De qualquer modo, o que não nos parece defensável é que, num processo que se rege pelos princípios da simplicidade, adequação, informalidade, oralidade e absoluta economia processual, (artigo 2º, nº2, da LOFJP), optando o legislador pela possibilidade de recurso da decisão nele proferida para o tribunal de comarca, se possa depois, afastando-nos deste regime excecional em que se mostra pensado, vir a sujeitar a decisão proferida em sede recursal, ao regime de recorribilidade das decisões proferidas pelo tribunal de comarca enquanto tribunal de 1ª instância.

Como se afirma no Acórdão do STJ de 17-10-2017, relatado por Sebastião Póvoas, instituindo o art. 63º da Lei nº 78/2001, o Código de Processo Civil como direito subsidiário, devem excluir-se do regime adjetivo deste Código (e, consequentemente do sistema de recursos), entre outros, os dispositivos contrários com a Lei de Organização, Competência e Funcionamento dos Julgados de Paz, entre os quais se conta a possibilidade de um segundo grau de recurso.

Ou, nas palavras de Cardona Ferreira [Obra citada, p. 248.], a eventual aplicabilidade de quaisquer regras do PCP [sic] tem de ser compatível com os princípios próprios dos julgados de paz, refletidos no seu especial ordenamento tramitacional.

Como último argumento, no sentido da total inadequação da existência de um recurso para o tribunal da Relação, ou seja, de uma segunda instância de recurso, temos a circunstância de que a doutrina, e em especial aqueles autores que mais se têm debruçado sobre os julgados de paz e outros meios de justiça alterativa [Como Mariana França Gouveia e J.O. Cardona Ferreira.], nem sequer coloca[m] ou discute[m] tal hipótese, sendo questão unicamente debatida em sede jurisprudencial, perante os recursos que em concreto lhe são apresentados.

Concluindo, é de confirmar a decisão do relator de que não é admissível recurso para o tribunal da relação da sentença proferida pelo tribunal de comarca em recurso interposto de decisão proferida em julgado de paz."

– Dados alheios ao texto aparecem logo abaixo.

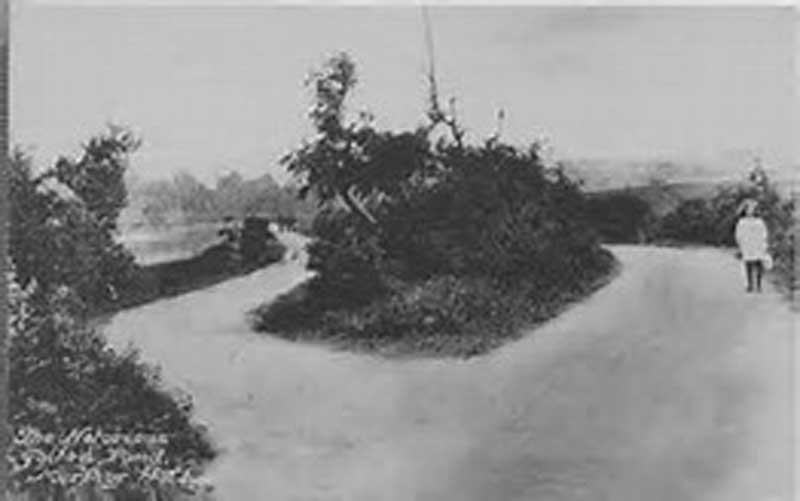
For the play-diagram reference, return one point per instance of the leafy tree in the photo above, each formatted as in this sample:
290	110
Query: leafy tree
333	163
63	222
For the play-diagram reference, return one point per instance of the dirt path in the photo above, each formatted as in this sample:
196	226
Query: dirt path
669	384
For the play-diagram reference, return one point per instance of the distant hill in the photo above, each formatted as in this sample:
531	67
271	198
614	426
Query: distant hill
184	200
664	198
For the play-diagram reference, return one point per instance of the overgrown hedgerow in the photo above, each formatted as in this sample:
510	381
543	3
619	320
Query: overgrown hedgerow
429	245
712	222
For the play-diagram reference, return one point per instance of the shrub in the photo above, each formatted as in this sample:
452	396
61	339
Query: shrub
63	379
422	239
620	217
713	221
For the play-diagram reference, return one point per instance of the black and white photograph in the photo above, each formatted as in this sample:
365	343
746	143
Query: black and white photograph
265	251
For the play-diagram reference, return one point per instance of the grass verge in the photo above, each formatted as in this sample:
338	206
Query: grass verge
445	316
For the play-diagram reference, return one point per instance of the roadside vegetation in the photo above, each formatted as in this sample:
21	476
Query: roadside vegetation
712	220
426	242
682	214
83	416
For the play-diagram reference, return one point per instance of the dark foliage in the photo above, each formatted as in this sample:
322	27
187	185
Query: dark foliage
712	221
620	217
427	239
66	264
60	240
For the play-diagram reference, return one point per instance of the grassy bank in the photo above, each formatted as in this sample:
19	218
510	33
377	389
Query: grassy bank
445	316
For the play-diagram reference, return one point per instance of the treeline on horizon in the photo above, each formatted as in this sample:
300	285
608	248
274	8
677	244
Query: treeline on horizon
183	199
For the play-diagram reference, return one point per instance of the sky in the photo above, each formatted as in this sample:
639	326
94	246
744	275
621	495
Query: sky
212	89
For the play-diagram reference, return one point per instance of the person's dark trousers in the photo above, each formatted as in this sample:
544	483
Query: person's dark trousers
755	270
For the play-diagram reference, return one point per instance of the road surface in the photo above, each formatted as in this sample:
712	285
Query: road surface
669	384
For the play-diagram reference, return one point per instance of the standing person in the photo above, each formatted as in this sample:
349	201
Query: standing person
752	237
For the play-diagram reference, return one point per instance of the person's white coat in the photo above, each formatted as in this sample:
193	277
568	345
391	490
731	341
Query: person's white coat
751	237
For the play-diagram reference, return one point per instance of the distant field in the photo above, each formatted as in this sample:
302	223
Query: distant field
667	197
152	246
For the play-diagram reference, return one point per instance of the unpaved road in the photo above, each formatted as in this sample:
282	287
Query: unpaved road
669	384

*3. [Comentário] O problema tratado no acórdão não tem uma resposta inequívoca.

Propende-se, no entanto, para aceitar a admissibilidade do recurso de apelação, se estiverem preenchidas as condições estabelecidas no art. 629.º, n.º 1, CPC. A favor desta orientação pode invocar-se que a regra é a impugnabilidade das decisões através de recurso, necessitando a exclusão da recorribilidade de uma decisão de uma expressa determinação legal.